Walking the Fine Line of Appearance

puzzlingWalking the Fine Line of Appearance: The Gender Politics of Getting Dressed

What does it mean to be a professional woman? You would hope it meant being good at your job; but, apparently, this is only part of the puzzle.

We have all been told that there are rules and regulations for your appearance if you ever want to succeed. Wear enough makeup and clothing to look competent, but not enough to look sexy. Good luck figuring out where that fine line lays….

This isn’t some kind of phenomenon that stays in the pages of Cosmo and the minds of women. There are real-world consequences for daring to (or accidentally) breaking out of the narrow confines of the appearance line.

A friend on the police force can’t look the least bit feminine without getting unwelcome attention and comments from arrestees and coworkers alike. My friend with big breasts gets ogled by customers in even the most modest of tee-shirts — never mind the cute dresses that she really wants to wear.

Beware of not wearing enough makeup because, according to a recent study, “makeup earns you respect, trust and affection from coworkers.” Huh?

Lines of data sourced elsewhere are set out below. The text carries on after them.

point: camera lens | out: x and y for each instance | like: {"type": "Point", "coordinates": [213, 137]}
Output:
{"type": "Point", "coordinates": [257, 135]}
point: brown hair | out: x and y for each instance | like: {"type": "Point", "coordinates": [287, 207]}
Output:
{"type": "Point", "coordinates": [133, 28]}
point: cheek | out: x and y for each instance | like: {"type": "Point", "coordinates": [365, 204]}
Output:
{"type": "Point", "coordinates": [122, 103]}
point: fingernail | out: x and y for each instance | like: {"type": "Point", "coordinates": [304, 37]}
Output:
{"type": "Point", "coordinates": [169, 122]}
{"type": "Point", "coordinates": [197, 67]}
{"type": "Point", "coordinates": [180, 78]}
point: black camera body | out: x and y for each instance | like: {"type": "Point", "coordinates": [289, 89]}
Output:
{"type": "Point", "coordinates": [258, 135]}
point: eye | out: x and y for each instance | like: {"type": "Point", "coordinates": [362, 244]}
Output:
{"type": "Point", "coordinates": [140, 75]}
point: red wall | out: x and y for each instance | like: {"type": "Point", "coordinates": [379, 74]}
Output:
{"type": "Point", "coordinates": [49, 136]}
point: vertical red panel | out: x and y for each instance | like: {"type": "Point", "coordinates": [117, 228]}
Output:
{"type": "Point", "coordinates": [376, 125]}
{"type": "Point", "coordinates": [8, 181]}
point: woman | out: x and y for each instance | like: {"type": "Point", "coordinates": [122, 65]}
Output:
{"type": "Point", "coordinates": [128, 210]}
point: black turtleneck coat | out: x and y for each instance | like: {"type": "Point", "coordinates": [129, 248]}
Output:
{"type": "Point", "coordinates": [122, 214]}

Hmmm. Does this fierce red lipstick make me better or worse at my job? I’m confused.

I recently attended a professional life-coaching conference and was told “You were just such a pleasure to look at all weekend.” She paused and added, “I mean, I’m sure the intellect is there too. But you were very stylish.” This was the last thing she said to me and I left that weekend wondering if anyone had taken me seriously in my sensibly high-heeled boots. Why did she even feel the need to add the comment about my intellect?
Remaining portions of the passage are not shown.